KFLP-FM
- Floydada, Texas; United States;
- Broadcast area: Lubbock
- Frequency: 106.1 MHz

Programming
- Format: Texas Country

Ownership
- Owner: Paramount Broadcasting Corp.; (Anthony L. Ricketts);
- Sister stations: KFLP

History
- First air date: April 13, 1983
- Former call signs: KLLP (1984–1985) KKAP-FM (1985–1992) KFLL (1992–2001)
- Call sign meaning: Floydada, Lubbock (or Lockney) and Plainview

Technical information
- Licensing authority: FCC
- Facility ID: 57025
- Class: C3
- ERP: 25,000 watts
- HAAT: 71.0 meters
- Transmitter coordinates: 33°58′7″N 101°21′15″W﻿ / ﻿33.96861°N 101.35417°W

Links
- Public license information: Public file; LMS;
- Website: 1061flipfm.com

= KFLP-FM =

KFLP-FM (106.1 FM) is a radio station licensed to Floydada, Texas, United States. The station serves the Lubbock area. The station is currently owned by Anthony L. Ricketts.

==History==
The station went on the air as KLLP on July 2, 1984. On January 28, 1985, the station changed its call sign to KKAP-FM on July 6, 1992, to KFLL, and on February 1, 2001 to the current KFLP.

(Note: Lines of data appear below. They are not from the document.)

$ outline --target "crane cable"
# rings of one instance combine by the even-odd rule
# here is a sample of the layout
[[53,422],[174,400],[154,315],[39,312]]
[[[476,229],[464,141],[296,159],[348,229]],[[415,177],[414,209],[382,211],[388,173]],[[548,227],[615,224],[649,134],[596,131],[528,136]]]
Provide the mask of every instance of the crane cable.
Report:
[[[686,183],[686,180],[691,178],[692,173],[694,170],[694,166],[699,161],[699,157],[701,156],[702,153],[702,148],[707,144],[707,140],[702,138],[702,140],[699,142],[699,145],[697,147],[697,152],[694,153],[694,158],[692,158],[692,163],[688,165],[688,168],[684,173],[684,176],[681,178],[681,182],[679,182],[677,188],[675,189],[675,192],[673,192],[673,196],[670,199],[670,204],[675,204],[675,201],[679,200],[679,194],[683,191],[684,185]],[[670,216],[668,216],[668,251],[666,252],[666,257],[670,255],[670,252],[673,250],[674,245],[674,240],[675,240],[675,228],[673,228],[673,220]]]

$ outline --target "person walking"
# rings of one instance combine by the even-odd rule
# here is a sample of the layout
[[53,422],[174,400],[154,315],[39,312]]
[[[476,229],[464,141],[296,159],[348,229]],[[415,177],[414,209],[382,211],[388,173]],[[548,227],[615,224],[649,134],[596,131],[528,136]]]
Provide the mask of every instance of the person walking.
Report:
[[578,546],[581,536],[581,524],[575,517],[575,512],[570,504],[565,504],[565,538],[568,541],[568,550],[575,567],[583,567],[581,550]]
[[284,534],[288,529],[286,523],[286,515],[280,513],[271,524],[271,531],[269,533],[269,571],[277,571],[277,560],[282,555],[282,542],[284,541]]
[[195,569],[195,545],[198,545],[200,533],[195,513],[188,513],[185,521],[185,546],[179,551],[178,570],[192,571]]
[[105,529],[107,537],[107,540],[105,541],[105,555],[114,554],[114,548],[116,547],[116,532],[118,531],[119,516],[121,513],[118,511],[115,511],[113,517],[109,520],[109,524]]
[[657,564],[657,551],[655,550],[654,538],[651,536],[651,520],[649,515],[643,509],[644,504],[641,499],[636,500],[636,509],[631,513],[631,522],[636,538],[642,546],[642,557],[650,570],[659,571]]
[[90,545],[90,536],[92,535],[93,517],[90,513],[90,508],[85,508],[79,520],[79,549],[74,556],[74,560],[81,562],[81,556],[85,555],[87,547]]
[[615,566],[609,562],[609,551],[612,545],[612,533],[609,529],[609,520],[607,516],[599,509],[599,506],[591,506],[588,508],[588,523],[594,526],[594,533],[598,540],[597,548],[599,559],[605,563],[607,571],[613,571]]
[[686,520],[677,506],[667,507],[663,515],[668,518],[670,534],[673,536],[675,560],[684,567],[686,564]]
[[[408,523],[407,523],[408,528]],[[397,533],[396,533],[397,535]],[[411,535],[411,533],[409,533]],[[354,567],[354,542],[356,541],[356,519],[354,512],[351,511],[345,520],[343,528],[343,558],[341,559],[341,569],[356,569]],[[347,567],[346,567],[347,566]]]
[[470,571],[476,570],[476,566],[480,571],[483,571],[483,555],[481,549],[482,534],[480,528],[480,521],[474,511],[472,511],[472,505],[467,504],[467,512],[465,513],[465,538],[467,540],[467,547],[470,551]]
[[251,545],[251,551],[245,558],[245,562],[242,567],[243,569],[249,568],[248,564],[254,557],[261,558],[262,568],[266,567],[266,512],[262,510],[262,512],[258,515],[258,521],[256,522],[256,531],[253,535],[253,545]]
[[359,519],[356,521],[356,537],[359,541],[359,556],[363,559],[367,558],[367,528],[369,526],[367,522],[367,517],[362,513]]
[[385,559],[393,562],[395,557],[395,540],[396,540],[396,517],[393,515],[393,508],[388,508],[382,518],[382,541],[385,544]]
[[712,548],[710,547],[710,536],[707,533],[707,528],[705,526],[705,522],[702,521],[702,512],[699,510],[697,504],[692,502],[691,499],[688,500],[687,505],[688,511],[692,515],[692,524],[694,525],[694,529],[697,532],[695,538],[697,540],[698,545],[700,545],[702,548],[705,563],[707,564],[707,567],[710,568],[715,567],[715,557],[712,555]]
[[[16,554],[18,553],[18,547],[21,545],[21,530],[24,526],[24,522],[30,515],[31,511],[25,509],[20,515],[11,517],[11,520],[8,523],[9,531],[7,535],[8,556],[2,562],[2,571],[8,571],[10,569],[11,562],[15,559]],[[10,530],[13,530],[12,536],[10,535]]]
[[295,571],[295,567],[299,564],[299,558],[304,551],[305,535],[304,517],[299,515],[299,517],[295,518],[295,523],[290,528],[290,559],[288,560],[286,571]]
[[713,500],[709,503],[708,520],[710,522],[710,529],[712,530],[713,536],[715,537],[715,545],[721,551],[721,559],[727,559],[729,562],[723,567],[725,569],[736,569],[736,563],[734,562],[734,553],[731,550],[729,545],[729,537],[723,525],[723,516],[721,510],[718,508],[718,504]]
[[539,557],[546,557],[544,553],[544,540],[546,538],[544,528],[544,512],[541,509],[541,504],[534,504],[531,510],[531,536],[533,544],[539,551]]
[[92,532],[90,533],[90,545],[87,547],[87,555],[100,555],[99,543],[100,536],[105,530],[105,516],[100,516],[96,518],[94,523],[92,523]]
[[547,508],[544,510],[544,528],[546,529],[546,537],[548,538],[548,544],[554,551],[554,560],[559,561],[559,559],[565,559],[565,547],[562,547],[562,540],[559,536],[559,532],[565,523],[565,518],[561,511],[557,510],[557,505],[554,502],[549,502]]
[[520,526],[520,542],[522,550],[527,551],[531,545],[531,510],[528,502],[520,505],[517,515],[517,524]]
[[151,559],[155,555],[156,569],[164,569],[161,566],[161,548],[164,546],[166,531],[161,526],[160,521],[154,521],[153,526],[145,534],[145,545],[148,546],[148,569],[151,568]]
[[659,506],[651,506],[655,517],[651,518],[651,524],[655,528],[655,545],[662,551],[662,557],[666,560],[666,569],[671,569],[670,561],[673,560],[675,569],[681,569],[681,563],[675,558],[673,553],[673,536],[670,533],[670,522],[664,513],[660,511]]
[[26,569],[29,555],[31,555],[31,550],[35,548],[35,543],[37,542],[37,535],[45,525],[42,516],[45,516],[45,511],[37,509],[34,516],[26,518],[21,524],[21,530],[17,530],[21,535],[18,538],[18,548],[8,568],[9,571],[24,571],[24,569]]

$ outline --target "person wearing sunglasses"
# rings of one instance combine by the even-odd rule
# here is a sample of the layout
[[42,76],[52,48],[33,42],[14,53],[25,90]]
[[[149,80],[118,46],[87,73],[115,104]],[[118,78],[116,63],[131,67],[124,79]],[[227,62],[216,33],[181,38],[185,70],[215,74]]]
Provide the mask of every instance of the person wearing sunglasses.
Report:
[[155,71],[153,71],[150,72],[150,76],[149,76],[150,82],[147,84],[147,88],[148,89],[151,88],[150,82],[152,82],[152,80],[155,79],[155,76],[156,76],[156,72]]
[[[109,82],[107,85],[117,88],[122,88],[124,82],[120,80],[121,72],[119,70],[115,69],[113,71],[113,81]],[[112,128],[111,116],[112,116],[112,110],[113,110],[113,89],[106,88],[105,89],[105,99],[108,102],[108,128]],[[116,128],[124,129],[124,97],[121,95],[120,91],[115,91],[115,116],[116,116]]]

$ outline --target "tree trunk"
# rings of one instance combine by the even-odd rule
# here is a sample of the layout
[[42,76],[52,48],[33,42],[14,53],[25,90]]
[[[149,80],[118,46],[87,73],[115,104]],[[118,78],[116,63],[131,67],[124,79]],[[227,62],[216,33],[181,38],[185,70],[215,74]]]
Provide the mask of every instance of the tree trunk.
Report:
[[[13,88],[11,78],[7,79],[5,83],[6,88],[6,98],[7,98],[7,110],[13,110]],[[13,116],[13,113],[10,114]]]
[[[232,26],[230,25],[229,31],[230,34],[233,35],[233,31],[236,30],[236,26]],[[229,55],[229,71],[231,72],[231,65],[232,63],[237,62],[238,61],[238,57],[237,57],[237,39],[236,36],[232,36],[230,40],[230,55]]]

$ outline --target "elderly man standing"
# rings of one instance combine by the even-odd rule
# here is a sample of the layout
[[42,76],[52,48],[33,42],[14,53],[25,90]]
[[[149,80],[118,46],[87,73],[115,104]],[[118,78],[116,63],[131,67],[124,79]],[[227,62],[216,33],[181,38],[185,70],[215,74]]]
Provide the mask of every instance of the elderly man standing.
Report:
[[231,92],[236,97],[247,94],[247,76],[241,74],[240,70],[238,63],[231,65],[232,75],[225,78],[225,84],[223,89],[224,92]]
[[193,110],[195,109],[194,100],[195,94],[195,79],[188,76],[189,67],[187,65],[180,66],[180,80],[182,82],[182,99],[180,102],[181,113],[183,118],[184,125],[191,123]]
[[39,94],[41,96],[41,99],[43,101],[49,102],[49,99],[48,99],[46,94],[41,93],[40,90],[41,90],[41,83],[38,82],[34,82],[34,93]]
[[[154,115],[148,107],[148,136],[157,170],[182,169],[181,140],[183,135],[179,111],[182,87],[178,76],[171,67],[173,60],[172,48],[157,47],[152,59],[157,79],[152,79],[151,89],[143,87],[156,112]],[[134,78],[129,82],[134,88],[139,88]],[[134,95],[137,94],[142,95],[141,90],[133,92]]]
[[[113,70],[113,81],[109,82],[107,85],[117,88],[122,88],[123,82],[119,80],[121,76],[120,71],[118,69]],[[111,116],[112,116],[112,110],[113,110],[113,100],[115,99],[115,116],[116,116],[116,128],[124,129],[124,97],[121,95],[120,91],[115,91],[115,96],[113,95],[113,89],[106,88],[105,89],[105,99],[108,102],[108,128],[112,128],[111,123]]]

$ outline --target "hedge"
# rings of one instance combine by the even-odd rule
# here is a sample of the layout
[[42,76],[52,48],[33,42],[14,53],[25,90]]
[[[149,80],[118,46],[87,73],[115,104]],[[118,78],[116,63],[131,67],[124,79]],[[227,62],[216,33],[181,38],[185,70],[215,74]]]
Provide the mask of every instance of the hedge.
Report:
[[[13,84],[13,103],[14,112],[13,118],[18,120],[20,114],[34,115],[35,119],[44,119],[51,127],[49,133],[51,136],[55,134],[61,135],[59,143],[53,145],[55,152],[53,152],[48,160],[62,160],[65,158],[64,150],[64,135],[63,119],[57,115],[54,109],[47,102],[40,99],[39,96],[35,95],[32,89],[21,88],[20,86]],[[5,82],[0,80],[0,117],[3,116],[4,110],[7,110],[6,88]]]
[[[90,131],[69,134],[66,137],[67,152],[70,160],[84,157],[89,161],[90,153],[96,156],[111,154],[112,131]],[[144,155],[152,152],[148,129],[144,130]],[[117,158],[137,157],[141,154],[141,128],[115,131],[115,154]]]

Today, the station broadcasts a country music format with an emphasis on Texas Country. It also broadcasts all Floydada High School sporting events (football, basketball, baseball, and softball) and is the flagship station of the West Texas Friday Night Scoreboard Show, heard on 50 stations across Texas.